All-American Socialism?

From Huffington Post:

Professor, Duke Law School; Author, ‘A Tolerable Anarchy’
Posted: 12/ 8/11

Is socialism’s value as a meaningless scare-word played out yet? If so, maybe we can give it a second chance as a real idea. By treating the word as an all-purpose insult, we’ve lost touch with essential strands of American political thinking.

These ideas were vital to Abraham Lincoln, Woodrow Wilson, and Theodore and Franklin Roosevelt, among others, and were friends, not enemies, to democracy and personal liberty. They aren’t usually called “socialism” — Americans have never been big on -isms, left or right — but they add up to an eclipsed tradition that would do the old word proud. Today they might help us make sense of the discontent that has turned Occupy Wall Street into a national phenomenon — and maybe even do something about it.
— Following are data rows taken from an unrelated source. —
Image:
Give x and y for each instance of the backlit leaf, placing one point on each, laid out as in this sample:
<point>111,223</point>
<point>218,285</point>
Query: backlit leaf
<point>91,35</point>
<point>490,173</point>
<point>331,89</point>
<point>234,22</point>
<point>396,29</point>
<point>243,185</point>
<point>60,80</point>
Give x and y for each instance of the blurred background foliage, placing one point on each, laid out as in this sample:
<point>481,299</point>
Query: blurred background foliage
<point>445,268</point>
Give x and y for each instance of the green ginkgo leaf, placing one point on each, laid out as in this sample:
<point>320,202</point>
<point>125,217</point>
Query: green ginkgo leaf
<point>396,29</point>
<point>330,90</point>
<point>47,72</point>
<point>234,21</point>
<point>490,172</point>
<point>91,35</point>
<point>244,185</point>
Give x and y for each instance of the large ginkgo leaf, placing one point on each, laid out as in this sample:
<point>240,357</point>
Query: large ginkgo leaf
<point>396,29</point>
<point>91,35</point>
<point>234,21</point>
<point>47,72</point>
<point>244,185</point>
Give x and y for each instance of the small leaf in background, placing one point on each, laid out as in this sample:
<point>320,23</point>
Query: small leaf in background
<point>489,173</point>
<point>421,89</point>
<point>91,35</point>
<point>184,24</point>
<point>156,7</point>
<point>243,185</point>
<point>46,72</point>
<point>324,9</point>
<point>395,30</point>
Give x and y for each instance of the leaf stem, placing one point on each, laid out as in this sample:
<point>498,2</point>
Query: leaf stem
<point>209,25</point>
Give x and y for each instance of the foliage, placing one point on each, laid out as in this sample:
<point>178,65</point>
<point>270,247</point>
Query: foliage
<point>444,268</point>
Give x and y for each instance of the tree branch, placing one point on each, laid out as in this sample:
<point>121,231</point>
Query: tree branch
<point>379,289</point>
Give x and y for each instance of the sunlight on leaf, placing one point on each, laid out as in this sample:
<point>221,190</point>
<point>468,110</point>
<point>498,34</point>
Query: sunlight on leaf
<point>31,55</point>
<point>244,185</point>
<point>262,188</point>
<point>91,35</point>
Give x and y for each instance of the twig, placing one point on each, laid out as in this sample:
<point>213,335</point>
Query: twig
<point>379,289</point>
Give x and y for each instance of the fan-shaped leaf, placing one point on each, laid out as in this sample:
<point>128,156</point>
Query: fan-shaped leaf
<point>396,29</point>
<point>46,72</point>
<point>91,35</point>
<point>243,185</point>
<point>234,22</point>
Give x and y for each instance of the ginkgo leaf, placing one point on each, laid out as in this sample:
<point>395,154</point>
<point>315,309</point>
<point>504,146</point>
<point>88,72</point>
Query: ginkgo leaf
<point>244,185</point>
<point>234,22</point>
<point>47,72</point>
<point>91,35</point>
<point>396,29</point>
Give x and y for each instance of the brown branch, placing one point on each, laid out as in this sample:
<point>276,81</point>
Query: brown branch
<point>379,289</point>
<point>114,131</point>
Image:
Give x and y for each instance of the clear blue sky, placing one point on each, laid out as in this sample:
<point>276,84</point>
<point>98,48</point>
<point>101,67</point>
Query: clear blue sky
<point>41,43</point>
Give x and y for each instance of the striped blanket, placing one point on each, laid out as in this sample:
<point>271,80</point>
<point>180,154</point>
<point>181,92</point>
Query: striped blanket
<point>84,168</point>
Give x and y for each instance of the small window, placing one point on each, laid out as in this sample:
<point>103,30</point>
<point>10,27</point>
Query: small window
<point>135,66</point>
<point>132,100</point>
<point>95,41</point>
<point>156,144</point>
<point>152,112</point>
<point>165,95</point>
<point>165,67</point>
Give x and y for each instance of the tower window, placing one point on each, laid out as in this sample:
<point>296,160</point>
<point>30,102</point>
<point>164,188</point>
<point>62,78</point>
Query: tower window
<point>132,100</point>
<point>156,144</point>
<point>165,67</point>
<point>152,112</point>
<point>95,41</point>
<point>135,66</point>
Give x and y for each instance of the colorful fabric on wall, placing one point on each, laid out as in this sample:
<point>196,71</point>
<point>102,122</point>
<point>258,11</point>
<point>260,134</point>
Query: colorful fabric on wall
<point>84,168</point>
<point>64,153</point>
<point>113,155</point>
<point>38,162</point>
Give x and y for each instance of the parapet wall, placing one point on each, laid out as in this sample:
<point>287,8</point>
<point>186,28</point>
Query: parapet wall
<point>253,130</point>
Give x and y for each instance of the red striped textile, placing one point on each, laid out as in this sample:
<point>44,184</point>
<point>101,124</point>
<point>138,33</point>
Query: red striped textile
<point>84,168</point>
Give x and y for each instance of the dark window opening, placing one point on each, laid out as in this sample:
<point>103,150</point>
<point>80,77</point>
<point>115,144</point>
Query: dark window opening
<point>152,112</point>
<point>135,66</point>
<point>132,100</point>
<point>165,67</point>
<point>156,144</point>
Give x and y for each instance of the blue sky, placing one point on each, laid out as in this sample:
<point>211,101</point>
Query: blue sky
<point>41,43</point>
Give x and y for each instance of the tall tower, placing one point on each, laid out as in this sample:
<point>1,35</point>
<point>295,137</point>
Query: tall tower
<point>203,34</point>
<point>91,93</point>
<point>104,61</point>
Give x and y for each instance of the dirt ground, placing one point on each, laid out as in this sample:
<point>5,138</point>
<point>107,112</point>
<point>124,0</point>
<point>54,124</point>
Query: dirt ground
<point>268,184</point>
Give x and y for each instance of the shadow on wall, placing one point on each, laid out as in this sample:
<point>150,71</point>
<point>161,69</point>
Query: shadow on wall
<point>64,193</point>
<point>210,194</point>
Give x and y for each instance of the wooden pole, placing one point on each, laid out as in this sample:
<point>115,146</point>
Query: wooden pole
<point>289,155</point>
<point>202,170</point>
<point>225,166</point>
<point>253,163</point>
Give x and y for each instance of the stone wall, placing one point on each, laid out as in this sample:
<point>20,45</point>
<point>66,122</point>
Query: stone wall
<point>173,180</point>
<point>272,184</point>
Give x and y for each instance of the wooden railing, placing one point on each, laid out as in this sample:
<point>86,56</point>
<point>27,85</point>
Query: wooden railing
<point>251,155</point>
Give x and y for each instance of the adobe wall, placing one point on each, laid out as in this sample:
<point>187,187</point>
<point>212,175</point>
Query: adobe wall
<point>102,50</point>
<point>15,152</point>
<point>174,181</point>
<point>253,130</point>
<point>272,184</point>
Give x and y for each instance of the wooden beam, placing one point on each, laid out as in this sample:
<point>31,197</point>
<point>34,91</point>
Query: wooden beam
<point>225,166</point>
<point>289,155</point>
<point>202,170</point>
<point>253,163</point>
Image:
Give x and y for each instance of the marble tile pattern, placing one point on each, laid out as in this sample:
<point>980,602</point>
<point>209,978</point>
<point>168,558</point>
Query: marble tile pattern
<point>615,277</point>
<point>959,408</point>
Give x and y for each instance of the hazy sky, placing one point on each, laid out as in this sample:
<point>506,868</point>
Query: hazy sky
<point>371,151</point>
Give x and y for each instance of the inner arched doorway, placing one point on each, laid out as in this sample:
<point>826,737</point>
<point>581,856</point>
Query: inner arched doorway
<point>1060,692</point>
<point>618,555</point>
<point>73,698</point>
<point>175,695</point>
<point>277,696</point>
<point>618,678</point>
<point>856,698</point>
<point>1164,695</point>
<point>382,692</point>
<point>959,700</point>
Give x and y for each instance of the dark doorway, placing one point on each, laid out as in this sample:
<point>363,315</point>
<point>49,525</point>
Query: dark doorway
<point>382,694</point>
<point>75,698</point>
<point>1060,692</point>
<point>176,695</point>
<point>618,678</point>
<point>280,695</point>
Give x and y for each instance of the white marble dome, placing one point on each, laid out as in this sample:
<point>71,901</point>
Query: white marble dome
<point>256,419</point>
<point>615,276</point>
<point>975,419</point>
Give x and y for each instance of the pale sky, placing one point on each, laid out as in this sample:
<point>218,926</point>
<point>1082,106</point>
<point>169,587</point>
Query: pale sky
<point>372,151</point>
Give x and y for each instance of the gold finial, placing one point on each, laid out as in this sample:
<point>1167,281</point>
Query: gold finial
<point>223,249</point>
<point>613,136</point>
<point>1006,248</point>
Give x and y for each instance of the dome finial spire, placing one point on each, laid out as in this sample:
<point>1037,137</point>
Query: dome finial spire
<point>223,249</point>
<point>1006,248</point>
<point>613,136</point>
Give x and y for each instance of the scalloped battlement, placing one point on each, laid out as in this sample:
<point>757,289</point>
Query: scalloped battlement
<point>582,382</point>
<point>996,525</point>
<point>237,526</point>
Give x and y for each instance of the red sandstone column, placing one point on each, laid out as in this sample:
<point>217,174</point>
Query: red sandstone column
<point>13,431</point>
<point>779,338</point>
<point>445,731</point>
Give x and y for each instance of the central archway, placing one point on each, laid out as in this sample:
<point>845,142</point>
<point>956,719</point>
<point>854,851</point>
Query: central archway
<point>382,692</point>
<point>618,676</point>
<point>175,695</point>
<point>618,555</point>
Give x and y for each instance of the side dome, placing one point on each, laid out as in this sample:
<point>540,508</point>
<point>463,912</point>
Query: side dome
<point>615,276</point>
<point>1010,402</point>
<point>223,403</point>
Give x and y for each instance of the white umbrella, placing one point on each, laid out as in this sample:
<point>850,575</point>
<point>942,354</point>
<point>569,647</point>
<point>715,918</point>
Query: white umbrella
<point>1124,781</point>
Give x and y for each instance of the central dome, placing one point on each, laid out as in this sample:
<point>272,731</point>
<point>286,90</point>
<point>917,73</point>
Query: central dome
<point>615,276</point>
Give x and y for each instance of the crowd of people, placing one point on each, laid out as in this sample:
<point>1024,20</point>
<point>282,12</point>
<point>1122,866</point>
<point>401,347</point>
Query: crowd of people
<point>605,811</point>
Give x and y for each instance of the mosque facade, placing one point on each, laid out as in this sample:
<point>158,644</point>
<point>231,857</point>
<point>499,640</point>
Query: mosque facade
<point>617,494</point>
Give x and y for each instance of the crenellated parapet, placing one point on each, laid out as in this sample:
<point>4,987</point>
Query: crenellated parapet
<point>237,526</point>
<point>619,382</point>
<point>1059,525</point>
I’m an odd person to make this argument, which I hope is a good thing. I’ve written books and articles about the good that private property does, and some of my favorite thinkers are Adam Smith (the patron saint of capitalism), Edmund Burke (a touchstone conservative), and Henry David Thoreau (a conscientious would-be anarchist). Temperamentally I’m conservative, and I pretty much agree with Justice Robert Jackson that “the philosophy of the law and the culture of the democratic order come close to being the soul of the American people,” and that this is a good thing. But I think there are essential insights that we lose track of when we let “socialism” be turned into a slur.

One big idea is that, in a good country, people should have good work. In the nineteenth century, there was nothing odd or left-wing about this thought. Abraham Lincoln insisted in 1858 that American democracy included a vision of economic citizenship: no one should do degrading work, everyone should have the chance to use both his hands and his mind (otherwise, Lincoln asked, why were we created with both?), and any American who wanted it should be able to earn economic independence. Franklin Roosevelt sounded the same theme in 1932, calling for an “economic bill of rights” that would include the power “to make a comfortable living” for anyone willing to work. Lyndon Johnson’s vision of a Great Society, “where the meaning of our lives matches the marvelous products of our labor” was in Lincoln’s spirit: the economy should serve the human needs for dignity, personal growth, and connection with other people. Degrading work can undermine all three as surely as no work at all.